After Butler's death, Jones moved within London to Maida Vale, where his sister kept house for him. He advised Butler's executors (Reginald Worsley, and R. A. Streatfeild, his literary executor). He organised annual "Erewhon Dinners" in Butler's memory, from 1908 to 1914, at the suggestion of Marcus Hartog. P. N. Furbank has criticised the editorial stance Jones took, and the effort to make Butler "respectable".

==Work on Samuel Butler's legacy==
In 1910 Jones met Francis Darwin, in an attempt to close the feud between Butler and Charles Darwin that had arisen around 1880; the result was a pamphlet, Charles Darwin and Samuel Butler: A Step toward Reconciliation (1911).

Jones published a well-regarded selection, The Note-Books of Samuel Butler (1912), after Desmond MacCarthy had seen the originals and published extracts in the New Quarterly Review. The editing of this work has been seen as involving false emphasis and polishing of the originals, producing an effect of a "cross between Oscar Wilde and Dr Johnson". In 1919, his two volume biography of Butler, entitled Samuel Butler, Author of Erewhon (1835–1902): A Memoir, won the inaugural James Tait Black Memorial Prize for a biography.

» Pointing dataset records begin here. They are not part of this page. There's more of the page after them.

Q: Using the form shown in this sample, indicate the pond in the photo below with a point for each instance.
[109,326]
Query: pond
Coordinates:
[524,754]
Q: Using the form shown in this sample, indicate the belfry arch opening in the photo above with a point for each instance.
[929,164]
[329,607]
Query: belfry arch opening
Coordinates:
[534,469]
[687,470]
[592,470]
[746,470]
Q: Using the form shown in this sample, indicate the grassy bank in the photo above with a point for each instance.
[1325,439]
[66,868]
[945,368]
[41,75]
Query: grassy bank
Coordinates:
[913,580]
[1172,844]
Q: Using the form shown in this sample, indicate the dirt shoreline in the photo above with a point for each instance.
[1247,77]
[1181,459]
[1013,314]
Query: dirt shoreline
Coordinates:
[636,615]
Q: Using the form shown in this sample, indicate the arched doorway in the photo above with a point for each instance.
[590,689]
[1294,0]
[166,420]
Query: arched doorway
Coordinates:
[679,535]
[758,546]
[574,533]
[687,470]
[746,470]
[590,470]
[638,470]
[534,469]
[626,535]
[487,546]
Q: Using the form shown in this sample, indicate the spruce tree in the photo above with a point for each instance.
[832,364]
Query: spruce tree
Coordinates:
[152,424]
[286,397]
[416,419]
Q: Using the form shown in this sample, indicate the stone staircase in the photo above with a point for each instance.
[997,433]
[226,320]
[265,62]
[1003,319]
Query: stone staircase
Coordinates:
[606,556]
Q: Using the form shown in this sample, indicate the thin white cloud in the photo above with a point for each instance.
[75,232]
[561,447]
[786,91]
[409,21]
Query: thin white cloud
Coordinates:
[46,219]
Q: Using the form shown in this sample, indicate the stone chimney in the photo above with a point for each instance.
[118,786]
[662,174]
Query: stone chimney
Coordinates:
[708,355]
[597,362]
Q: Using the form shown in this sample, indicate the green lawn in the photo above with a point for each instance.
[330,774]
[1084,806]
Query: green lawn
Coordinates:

Jones edited Butler's works with Augustus Theodore Bartholomew, known as Theo and a librarian and bibliographer in Cambridge, in 20 volumes, which appeared in 1923–1926. On Bartholomew's death in 1933, Geoffrey Keynes became his literary executor, also taking on the papers of Jones and Butler, acting with Brian Hill.

==Later life==
Through Theo Bartholomew, Jones came to know Siegfried Sassoon, meeting after World War I; Sassoon and others knew him as "Enrico". They corresponded, and Sassoon found Jones a sympathetic audience. Bartholomew and Mansfield Forbes visited Jones, and gave him "guru" status. Geoffrey Keynes and his wife were good friends.

==Other works==
- Diversions in Sicily (1909)
- Castellinaria, and Other Sicilian Diversions (1911)
- Mont Eryx, and Other Diversions of Travel (1921)

Jones was a student of the Opera dei Pupi. Butler had visited Sicily almost annually in the last decade of his life, usually with Jones.